Four photographers from The Record managed to cover Memorial Day parades in only five Bergen County towns, according to today's Local section, but none visited Englewood, above and below. |
VICTOR E. SASSON
EDITOR
Shame on you, Rabbi Shmuley Boteach, for your publicity mongering and your support of Governor Christie, the worst leader in New Jersey history.
And shame on you, Editor Martin Gottlieb and Columnist Mike Kelly, for devoting more than 100 inches in The Record today to a rabbi who makes tens of thousands of Jews cringe at the thought that they have anything in common.
How can Kelly -- himself a walking question mark --dare ask on Page 1, "Who is he [Boteach], anyway?" (A-1).
Readers know Boteach purchased a mansion on Englewood's East Hill, even though it was next door to the home of the Libyan ambassador to the U.S.
Then, in 2009, the shamelessly self-promoting rabbi grabbed the front page of The Record several days in a row, protesting the planned visit of Libyan President Moammar Gadhafi.
Folloing those news stories was a glowing profile by Staff Writer Jim Beckerman, who described pop king Michael Jackson's visit to the Boteach mansion for Friday night dinners.
The reporter referred to the mansion as "an ordinary house in Englewood."
Must-read list
Head Assigment Editors Deirdre Sykes and Dan Sforza managed today to find room for Memorial Day photos from only a half-dozen North Jersey towns (L-1, L-2 and L-3).
Any other photos were held to make room for thousands of names in a huge Dean's List (L-5), which Sykes and Sforza rely on frequently when they can't find legitimate municipal news.
Monday's paper
The Record's front-page story on the crash death of Princeton University mathematician John Nash fails to report the Nobel laureate and his wife weren't wearing seat belts in the back seat of a taxi.
NJ.com reported the Nashes were ejected from the cab during the national "Click It or Ticket" campaign on seat-belt use, a stepped up enforcement program that runs through May 31.
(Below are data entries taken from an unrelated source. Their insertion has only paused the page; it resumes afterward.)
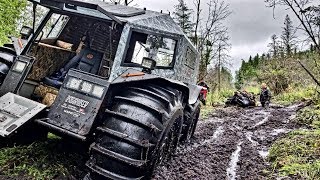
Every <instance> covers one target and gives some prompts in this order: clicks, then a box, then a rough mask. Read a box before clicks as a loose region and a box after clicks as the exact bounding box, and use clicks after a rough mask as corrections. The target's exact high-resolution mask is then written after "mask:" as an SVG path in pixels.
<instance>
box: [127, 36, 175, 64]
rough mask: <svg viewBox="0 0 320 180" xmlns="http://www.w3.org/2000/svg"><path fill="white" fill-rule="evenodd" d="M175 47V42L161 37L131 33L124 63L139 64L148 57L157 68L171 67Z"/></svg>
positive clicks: (174, 49) (171, 39) (127, 63)
mask: <svg viewBox="0 0 320 180" xmlns="http://www.w3.org/2000/svg"><path fill="white" fill-rule="evenodd" d="M176 45H177V41H176V40H173V39H171V38H167V37H164V36H161V35H152V34H145V33H139V32H132V35H131V39H130V43H129V48H128V52H127V56H126V60H125V63H126V64H129V65H130V63H131V64H132V63H133V64H141V63H142V59H143V57H148V58H152V59H154V60H155V61H156V62H157V67H160V68H161V67H167V68H168V67H173V64H174V55H175V49H176Z"/></svg>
In mid-May, Road Warrior John Cichowski warned more than 4,400 tickets were issued in Bergen County alone during last year's two-week crackdown.
Yet, The Record consistently fails to report whether people killed in car crashes were belted in.
Christie and crime
In another front-page story on Monday, Gottlieb and the other editors managed to hold Christie blameless for police layoffs that resulted in a spike in violent crime in Camden, Newark, Paterson and other cities.
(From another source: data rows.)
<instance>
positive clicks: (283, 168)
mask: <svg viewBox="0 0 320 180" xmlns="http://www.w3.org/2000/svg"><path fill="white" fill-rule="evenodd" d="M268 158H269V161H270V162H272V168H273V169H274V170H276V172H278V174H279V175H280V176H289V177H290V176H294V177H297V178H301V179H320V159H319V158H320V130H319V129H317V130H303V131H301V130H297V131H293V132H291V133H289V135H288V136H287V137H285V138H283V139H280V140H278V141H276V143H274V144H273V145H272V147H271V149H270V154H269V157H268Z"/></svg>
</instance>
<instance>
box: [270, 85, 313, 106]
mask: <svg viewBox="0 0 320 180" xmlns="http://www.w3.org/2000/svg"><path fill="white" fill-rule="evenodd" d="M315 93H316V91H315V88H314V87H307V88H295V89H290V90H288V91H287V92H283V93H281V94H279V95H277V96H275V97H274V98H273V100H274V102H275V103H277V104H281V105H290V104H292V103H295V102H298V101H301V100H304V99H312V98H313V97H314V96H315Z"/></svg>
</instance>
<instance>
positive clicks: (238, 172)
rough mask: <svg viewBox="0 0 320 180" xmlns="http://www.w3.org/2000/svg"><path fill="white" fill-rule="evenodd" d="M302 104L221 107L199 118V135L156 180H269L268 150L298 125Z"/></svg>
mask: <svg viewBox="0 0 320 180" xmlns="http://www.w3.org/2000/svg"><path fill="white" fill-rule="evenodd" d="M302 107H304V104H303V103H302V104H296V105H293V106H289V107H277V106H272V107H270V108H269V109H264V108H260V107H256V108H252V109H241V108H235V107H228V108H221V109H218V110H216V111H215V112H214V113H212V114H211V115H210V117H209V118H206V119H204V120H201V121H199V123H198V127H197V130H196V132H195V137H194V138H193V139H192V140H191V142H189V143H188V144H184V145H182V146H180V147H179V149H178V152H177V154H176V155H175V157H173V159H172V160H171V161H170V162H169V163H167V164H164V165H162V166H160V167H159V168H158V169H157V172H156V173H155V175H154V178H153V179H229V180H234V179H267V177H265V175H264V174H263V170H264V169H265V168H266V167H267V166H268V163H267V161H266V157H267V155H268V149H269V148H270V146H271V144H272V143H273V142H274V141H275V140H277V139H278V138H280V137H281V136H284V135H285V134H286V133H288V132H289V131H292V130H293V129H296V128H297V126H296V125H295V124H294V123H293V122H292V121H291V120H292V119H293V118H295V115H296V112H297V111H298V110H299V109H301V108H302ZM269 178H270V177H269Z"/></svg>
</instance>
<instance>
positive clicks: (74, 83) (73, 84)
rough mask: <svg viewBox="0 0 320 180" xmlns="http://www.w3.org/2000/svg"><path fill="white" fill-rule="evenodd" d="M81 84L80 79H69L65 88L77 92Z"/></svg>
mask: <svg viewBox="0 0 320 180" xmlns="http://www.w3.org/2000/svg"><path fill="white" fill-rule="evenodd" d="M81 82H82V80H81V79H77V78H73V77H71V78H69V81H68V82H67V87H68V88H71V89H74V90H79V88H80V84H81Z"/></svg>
The story by Staff Writers Abbott Koloff and Melissa Hayes goes on and on, but never reports the GOP bully cut state aid to poor cities in 2011.
Camden lost 163 officers and Paterson -- which has twice as many residents -- let go 125.
The Record's revisionist theory is that the layoffs were caused by the "recession, coupled with a freeze in state aid and a 2 percent state-imposed cap on local property tax levies" (Saturday's A-11).
Different story
In 2011, The Record and other media attributed the layoffs to Christie's state aid cuts.
On July 1, 2011, NJ.com reported the governor cut aid for the state's most troubled cities to $10 million from $149 million.
On Monday, The Record described that drastic aid cut as "a freeze in state aid."
Now, the Woodland Park daily -- which struggles to report what happened yesterday completely and without errors -- can't be relied on to accurately report what Christie did in his second year in office.